4. The failure to timely assign mortgages to a RMBS trust hinders the trust’s ability to foreclose on the collateral –i.e., the mortgaged property – in the event of a borrower default. ”
Kemp v. Countrywide illustrates this
That little inconvenient fact could be seen even as far back as 2010, again with the justly well-known and widely-discussed case of Kemp v. Countrywide. In that case, Bank of New York was supposedly the “investor” in the Kemp loan. That is, Bank of New York supposedly held the Kemp note and was trying to enforce the note through foreclosure. The astute judge, however, pointed out that the note was unendorsed and therefore not payable to BONY and that the note had not been physically transferred to BONY. Are we to believe that BONY was not aware of those two facts? Not one person at BONY, not one database at BONY was apprised of the fact that BONY did not have a note that was not endorsed in the Kemp case? Why didn’t BONY just check with MERS, the fraudulent mortgage-industry database that’s supposed to keep up with all of this? The Kemp case did involve MERS, after all, as discussed in the article “Wall Street Rules Applied to REMIC Classification” by Bradley T. Borden and David Reiss, both professors at Brooklyn Law School: “On March 14, 2007, MERS assigned Kemp’s mortgage to Bank of New York as trustee for the Certificate Holders CWABS Inc. Asset-backed Certificates, Series 2006-8. The assignment purported to assign Kemp’s mortgage ‘[t]ogether with the Bond, Note or other obligation described in the Mortgage, and the money due and to become due thereon, with interest.’ That assignment was recorded on March 24, 2008. ” So Kemp won this case because BONY, the supposed investor, didn’t hold a properly endorsed note. Lest anyone think that Kemp is an isolated case, off the top of my head I can think of 3 lawsuits currently ongoing in which unendorsed notes and lack of transfer of notes–which constitute the extremely basic concept of “negotiation”–are an issue, and those are just cases in which I have personally spoken to the people fighting the banks. Wait, just remembered another one…this is a pervasive issue, to be sure.

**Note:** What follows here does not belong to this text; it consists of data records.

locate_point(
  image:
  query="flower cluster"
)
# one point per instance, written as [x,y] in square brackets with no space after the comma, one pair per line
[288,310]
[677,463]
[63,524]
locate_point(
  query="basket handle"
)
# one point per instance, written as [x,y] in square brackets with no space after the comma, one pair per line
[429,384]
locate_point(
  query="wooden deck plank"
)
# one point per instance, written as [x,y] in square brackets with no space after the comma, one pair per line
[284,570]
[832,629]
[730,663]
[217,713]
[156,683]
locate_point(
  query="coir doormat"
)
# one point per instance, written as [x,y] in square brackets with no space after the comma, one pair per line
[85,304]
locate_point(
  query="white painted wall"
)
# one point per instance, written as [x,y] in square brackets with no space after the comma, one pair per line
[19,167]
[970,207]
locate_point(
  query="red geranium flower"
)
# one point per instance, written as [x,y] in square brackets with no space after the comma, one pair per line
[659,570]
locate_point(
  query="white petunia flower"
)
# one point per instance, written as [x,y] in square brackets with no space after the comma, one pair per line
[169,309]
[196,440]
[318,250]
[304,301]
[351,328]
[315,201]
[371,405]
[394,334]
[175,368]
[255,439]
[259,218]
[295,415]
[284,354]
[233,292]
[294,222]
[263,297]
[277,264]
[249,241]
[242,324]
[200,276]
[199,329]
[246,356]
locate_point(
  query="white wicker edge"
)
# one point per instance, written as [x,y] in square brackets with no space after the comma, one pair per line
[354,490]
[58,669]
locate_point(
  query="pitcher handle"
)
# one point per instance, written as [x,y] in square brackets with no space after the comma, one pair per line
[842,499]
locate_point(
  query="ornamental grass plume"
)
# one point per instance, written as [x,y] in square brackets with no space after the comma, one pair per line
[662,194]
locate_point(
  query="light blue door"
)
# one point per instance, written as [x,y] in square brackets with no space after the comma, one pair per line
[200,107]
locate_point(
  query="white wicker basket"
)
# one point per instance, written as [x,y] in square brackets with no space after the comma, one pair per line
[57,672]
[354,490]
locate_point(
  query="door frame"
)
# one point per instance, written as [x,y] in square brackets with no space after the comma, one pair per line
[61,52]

The real reason the IFR was halted
The banks, as well as the OCC/Fed know very well that this is a pervasive issue, and said as much in the original consent order with Bank of America:
“…[Bank of America] litigated foreclosure proceedings and initiated non-judicial foreclosure proceedings without always ensuring that either the promissory note or the mortgage document were properly endorsed or assigned and, if necessary, in the possession of the appropriate party at the appropriate time.”
But notice that the 12 categories of harm in the IFR payout PDF did not include “investor ordering foreclosure did not hold note,” or “note was not endorsed to or held by investor,” which are two of the biggest reasons why foreclosures were illegitimate (and which again, was explained in a big way in Kemp v. Countrywide). Not that the 12 listed categories weren’t violations, but they weren’t the violations that if widely-known, would bring the mortgage industry and MBS market crumbling to the ground.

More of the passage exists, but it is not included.